Durch den Forschungspreis bekommt ihre Arbeit aktuell viel öffentliche Aufmerksamkeit. Müssten Unis und Forscherinnen und Forscher nicht ohnehin ständig mehr und lauter über ihre Arbeit und Erkenntnisse sprechen, um in der öffentlichen Debatte um Themen wie den Klimawandel die gebührende Aufmerksamkeit zu bekommen? Der öffentliche Diskurs wird ja nicht gerade von der Wissenschaft bestimmt.

Werner: Es ist tatsächlich eine Mammutaufgabe. Wenn wir uns vor unserer Haustür umschauen, finden wir ja genügend Politiker, die einfach weitermachen wollen, wie bisher. Das ist gefährlich, da wir Menschen weltweit die Temperaturen „hochdrehen“ und das Klima in einer nicht vorhersehbaren Art und Weise ändern.

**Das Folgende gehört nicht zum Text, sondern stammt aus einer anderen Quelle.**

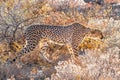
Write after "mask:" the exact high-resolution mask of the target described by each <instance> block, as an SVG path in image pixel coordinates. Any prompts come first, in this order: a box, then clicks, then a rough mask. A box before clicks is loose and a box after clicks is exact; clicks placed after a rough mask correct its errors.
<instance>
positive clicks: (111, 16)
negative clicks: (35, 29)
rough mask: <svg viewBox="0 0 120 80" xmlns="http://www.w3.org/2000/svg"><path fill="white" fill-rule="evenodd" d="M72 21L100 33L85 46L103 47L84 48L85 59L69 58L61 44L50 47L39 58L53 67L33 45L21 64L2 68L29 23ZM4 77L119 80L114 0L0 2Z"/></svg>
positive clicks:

Das sind neue, unbekannte Bedingungen, die uns auch dadurch überraschen, dass sie schneller eintreten, als wir Wissenschaftler dies befürchtet hätten. Wir reden ja viel davon, dass wir den Wald umbauen wollen, damit er dem Klimawandel etwas entgegensetzen kann. Nur: Wir wissen streng genommen nicht genau, welches der beste Weg ist.


Wie meinen Sie das?

Werner: Da wir nicht wissen, was genau in Sachen Klima auf uns zukommt. Normalerweise kann ein Wald einen Trockensommer gut verkraften. Was wir jetzt aber sehen sind Extreme, die immer stärker und häufiger auftreten. Den Wäldern fehlen die Erholungsphasen. Das gefährdet sie, und das können wir uns nicht leisten. Aber dieses Problem kann die Wissenschaft alleine nicht lösen und auch nicht die Politik. Wir müssen unsere Erkenntnisse sicher verstärkt nach außen kommunizieren. Aber letztlich muss jeder einzelne etwas tun. Das fängt beispielsweise damit an, dass man darüber nachdenkt, wie man den eigenen CO2-Abdruck verringert und den eigenen Vorgarten nicht zubetoniert.